Are you sure that you didn’t have bad password practices on this account? It seems likely that you used the same password on this account as you used on other accounts, and that is how the thief was able to access your Alaska account without your knowledge. They probably changed the email and phone so that when Alaska sent confirmations for the purchases, they got the emails instead of you.
I’d say that Alaska was extremely generous to restore all your miles.
It seems to me that with the details of who was ticketed that Alaska security likely could find out something about the perpetrator. Even if the ticket was resold by a mileage broker, the passenger can probably identify from whom they got the ticket.
@Cheryl – I agree with most of what you’re saying, though I don’t have common passwords for most of my accounts. That wasn’t always the case though. Further, there have been so many data leaks over the years that I am pretty sure they just kept trying different avenues until something worked.
This EXACT thing happened to meet with Alaska and same redemption airline. Except I had just over 400k miles missing. Literally went through exact same steps. It’s annoying having pin now. Wondering if this was more error on Alaska’s part with security given similar instances……
@M – Also had this experience once with Hilton (though those were spent on Amazon) and also replaced instantly. That said, it must be pretty regular, the rep wasn’t alarmed.
Aren’t you usually sent an email when miles are used or flights booked? Either way, glad you got em back!
@Trevor – yes, but they had changed the email address first so that I wasn’t alerted. The concern for me is how did they do that without detection?
I don’t think the Alaska Mileage program partners with Star Alliance! I even tried using my Alaska Mealeage with American, an Alaska partner and I couldn’t do it. Trying to get rid of them!
They partner with Singapore which gives access to Star Alliance flights.
This is a really important call out and I’m glad you shared your experience.

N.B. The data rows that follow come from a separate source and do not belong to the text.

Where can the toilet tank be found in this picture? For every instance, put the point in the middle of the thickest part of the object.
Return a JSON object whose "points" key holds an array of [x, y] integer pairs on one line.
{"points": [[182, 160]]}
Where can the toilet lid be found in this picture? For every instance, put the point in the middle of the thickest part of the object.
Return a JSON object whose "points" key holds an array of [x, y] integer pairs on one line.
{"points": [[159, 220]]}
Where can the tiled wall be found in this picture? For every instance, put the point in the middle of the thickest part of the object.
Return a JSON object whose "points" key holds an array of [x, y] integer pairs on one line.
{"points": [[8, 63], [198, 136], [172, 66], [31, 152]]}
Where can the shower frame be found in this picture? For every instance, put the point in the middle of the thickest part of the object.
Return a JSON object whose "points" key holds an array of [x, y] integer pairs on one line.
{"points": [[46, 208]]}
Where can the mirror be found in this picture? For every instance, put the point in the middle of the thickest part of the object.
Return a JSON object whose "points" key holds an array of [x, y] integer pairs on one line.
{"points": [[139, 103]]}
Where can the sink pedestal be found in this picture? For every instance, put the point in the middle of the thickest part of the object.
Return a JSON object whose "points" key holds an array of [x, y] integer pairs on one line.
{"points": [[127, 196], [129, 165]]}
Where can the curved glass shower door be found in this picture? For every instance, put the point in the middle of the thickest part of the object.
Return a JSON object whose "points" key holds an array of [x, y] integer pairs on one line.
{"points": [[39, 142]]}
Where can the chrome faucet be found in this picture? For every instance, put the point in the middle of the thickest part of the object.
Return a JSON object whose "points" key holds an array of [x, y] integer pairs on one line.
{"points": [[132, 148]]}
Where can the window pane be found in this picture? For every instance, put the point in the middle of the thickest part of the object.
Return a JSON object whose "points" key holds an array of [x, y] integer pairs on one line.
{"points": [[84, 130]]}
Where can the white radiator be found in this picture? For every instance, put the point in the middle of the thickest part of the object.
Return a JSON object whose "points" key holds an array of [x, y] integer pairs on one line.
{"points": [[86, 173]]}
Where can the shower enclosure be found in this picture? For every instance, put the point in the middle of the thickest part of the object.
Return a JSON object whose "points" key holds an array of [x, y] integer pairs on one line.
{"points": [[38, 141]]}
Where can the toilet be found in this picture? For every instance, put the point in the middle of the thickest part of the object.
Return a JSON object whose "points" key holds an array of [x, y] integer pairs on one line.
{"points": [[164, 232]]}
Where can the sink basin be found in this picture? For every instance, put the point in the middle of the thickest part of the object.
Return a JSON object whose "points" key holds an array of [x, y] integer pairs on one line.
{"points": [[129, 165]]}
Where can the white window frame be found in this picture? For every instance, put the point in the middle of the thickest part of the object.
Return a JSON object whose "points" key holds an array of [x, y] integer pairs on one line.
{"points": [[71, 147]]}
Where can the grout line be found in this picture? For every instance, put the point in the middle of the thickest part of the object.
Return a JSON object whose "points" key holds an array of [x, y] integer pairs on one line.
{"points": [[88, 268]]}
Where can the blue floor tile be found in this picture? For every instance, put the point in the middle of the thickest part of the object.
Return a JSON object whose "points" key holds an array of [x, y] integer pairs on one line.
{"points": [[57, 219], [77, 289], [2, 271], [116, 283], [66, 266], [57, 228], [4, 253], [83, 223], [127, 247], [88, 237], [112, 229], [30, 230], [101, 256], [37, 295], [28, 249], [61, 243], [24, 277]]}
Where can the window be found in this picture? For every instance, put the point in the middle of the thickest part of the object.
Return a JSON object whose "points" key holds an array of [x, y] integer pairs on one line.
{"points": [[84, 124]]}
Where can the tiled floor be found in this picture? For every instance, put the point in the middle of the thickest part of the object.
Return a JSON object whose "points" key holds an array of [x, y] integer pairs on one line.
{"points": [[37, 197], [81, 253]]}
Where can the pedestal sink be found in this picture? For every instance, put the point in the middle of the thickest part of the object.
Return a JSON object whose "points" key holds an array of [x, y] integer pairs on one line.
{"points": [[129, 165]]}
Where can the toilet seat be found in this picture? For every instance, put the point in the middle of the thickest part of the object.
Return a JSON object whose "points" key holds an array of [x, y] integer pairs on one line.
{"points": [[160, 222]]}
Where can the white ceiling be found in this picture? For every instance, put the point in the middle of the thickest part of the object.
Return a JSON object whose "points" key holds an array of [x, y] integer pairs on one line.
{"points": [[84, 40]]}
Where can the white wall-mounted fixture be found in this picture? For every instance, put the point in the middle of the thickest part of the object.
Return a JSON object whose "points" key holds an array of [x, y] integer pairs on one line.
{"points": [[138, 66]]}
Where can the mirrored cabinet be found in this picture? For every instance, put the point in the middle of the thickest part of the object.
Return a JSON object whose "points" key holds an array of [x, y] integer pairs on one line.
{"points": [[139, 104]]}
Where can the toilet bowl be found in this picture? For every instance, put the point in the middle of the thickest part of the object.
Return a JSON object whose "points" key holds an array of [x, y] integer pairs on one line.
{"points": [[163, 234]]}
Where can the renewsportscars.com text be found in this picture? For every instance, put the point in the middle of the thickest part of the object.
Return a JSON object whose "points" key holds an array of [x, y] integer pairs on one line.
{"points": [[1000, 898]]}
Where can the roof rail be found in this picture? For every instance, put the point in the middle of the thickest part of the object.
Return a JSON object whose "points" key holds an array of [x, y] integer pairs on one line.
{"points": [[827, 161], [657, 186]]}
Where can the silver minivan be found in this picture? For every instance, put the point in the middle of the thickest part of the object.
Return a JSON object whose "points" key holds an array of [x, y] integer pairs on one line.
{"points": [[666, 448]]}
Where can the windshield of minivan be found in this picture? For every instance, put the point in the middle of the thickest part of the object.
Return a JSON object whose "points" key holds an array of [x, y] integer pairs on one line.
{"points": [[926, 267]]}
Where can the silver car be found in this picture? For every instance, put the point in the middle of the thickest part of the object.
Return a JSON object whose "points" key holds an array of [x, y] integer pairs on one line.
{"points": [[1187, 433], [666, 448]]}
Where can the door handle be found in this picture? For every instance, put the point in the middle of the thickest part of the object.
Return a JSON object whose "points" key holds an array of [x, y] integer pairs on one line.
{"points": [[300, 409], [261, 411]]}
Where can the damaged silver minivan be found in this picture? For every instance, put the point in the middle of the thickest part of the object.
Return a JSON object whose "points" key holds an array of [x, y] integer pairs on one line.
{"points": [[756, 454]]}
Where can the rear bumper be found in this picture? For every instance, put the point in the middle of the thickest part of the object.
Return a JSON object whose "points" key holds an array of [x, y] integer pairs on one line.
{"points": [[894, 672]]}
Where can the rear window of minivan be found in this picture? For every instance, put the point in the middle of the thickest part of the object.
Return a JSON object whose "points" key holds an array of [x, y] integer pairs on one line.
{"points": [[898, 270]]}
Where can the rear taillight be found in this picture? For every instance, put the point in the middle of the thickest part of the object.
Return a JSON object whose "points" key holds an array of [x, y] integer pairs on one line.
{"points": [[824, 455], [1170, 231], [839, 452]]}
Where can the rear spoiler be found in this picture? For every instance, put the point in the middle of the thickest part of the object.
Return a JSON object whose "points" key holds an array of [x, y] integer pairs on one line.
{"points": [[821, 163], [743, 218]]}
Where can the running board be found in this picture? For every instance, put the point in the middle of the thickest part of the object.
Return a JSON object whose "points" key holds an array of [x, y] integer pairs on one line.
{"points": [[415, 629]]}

It’s not unreasonable or uncommon for most airline customers to not log in and frequently check their miles/points/etc.
More companies, like Alaska Airlines, should be moving towards automated identity proofing measures ahead of account change transactions like redemption of points which would have kept your account and miles protected, and ensured that only you could redeem them- even if someone took over your account.
Kyle, So can anyone setup a pin number now? Thank you!
@Sasha – That’s my understanding.
Thanks! WIll try to see if I can setup a pin for my account.
Thanks for sharing and I am glad everything worked out.
Kyle, Thanks for sharing. I should have read this post sooner.
I am user of award wallet and check my balance “more” regularly. Still get hack, nonetheless!
I found out 20 hrs too late!
Just if the call with Alaska rep on validation and recovery process similar to your post.
2nd level authentication and notice if redemption or changes must be implemented to minimize the risk.